Fire wasn’t first brush with vandalism for historic church [with gallery]

Published 12:00 am Tuesday, February 17, 2015

Vandals etched this pentagram in the floor of Consolation Primitive Baptist Church in 2007.

Vandals etched this pentagram in the floor of Consolation Primitive Baptist Church in 2007.

If the fire that destroyed Consolation Primitive Baptist Church Monday is indeed the result of foul play, as Butler County officials believe, it’s not the first time the church has suffered ill treatment.

According to Star-News archives, in 2007, 13 people – including 10 juveniles – were charged on Fri., June 13, with burglary and criminal mischief after the Butler County Sheriff’s Department investigated cultish behavior there. The church is located near Red Level, off of Oakey Streak Road just across the Butler County line.

Butler County Sheriff Kenny Harden said the fire was spotted Monday morning, and the church was deemed a complete loss.

There hasn’t been an active congregation in the white-washed, 19th-century church in decades, but descendants of those buried in the church cemetery still work to keep the grounds in good shape.

In 2 007, then-Consolation Cemetery Association secretary and treasurer Eugene Phillips said the act of desecrating a church is unimaginable.

“I can’t imagine why people would do this to a place that means so much to us,” Phillips said. “This is a historical landmark and they just stripped it of its identity.

“Even if you look on the pew seats closely, you can see burn marks.”
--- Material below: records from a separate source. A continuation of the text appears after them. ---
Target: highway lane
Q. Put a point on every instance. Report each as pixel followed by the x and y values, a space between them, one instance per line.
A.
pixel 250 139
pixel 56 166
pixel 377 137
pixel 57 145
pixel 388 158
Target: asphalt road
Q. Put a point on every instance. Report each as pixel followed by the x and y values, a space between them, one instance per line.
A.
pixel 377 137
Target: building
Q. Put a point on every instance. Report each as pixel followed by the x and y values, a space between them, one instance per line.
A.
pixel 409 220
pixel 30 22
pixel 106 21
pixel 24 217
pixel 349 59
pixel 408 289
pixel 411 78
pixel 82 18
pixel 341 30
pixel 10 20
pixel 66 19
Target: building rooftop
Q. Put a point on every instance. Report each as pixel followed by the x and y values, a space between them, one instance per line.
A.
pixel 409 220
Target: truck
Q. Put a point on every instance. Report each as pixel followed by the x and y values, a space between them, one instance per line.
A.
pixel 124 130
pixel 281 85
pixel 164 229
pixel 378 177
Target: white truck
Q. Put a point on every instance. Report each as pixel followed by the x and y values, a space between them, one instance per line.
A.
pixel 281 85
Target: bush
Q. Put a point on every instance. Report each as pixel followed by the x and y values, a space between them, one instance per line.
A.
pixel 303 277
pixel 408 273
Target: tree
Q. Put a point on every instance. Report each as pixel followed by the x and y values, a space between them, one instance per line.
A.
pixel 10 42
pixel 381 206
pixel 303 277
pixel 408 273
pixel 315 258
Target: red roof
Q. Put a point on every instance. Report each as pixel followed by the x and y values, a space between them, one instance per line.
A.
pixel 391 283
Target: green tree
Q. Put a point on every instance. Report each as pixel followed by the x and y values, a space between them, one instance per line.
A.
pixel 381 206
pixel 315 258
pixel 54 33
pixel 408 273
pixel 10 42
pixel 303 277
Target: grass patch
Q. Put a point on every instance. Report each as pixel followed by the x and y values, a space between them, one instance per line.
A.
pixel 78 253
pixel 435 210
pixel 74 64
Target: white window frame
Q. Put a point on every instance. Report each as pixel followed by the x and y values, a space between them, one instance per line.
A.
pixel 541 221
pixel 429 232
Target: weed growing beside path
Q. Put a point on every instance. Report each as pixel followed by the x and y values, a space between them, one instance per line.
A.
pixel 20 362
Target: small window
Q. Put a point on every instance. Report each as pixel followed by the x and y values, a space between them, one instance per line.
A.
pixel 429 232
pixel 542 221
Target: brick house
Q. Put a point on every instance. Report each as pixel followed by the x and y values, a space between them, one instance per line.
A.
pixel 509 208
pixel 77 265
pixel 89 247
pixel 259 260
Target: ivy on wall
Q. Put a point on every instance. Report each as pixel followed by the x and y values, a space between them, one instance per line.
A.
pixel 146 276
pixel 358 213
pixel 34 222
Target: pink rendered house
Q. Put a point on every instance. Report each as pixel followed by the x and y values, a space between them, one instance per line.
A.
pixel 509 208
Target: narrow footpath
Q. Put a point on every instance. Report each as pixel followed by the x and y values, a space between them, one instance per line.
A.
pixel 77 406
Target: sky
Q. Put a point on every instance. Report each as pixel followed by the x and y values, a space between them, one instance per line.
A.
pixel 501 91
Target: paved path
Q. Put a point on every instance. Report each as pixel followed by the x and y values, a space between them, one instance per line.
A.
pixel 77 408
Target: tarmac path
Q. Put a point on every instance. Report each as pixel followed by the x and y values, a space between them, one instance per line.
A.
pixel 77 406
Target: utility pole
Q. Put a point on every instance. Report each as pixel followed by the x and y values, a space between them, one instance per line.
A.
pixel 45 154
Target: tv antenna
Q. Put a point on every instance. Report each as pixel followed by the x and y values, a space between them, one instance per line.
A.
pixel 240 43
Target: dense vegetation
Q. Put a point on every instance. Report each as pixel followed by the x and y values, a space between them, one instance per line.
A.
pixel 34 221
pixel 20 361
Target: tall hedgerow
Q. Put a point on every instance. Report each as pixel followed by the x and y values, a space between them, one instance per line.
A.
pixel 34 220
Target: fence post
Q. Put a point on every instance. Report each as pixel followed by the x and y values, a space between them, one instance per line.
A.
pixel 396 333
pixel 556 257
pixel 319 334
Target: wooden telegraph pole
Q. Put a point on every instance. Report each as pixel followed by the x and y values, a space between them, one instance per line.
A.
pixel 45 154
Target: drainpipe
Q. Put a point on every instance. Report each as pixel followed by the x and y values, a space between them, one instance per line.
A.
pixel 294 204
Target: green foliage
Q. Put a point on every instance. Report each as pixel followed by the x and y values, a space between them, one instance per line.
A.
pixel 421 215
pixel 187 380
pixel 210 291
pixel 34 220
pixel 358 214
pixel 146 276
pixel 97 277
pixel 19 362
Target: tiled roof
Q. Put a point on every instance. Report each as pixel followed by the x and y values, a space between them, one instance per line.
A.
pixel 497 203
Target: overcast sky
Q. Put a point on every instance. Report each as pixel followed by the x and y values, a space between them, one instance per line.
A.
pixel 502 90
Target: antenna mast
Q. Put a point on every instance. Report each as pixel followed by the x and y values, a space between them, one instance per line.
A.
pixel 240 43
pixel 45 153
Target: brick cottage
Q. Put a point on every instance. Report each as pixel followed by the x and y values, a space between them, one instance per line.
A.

A website presenting stories of haunted places, www.theshadowlands.net, is blamed by many for the attraction vandals felt to Consolation Church and nearby Oakey Street Church. According to the website, ghostly figures have been seen in front of the church – a little boy with a ball, a little girl skipping down the road and a mysterious black Ford truck.

Vandals have left broken windows, burned pews and the remnants of candles in the now boarded-up historic structure, where they also have sketched a pentagram, a symbol often used by the occult, on the floor.

“It is heartbreaking to come up here and see what is happening to the church,” said former church member Madison H. Cookin 2007. “The benches are a part of this church and the way that they are being treated is not good.”

Cook, a long-time Red Level resident who was then 89, was a member of Consolation Primitive Baptist in his younger years.

“We had dinner on the grounds a lot of the time,” Cook said. “They would stand me up on the table just so I wouldn’t get stepped on,” he said with a chuckle.

Cook said many members of his family are buried at the cemetery only a few yards away.

“I have a lot of my family buried here,” he said. “My great grandmother died in 1913 and my great grandfather died in 1922.

“My nephew still helps out with mowing the grass around the site.”

The church was a school at one point, Cook said.

The Consolation Primitive Baptist Church has a small board that meets to discuss general business about the church.

There was no damage to the cemetery surrounding the former structure in Monday’s fire, but an outhouse behind it burned, too, Harden said.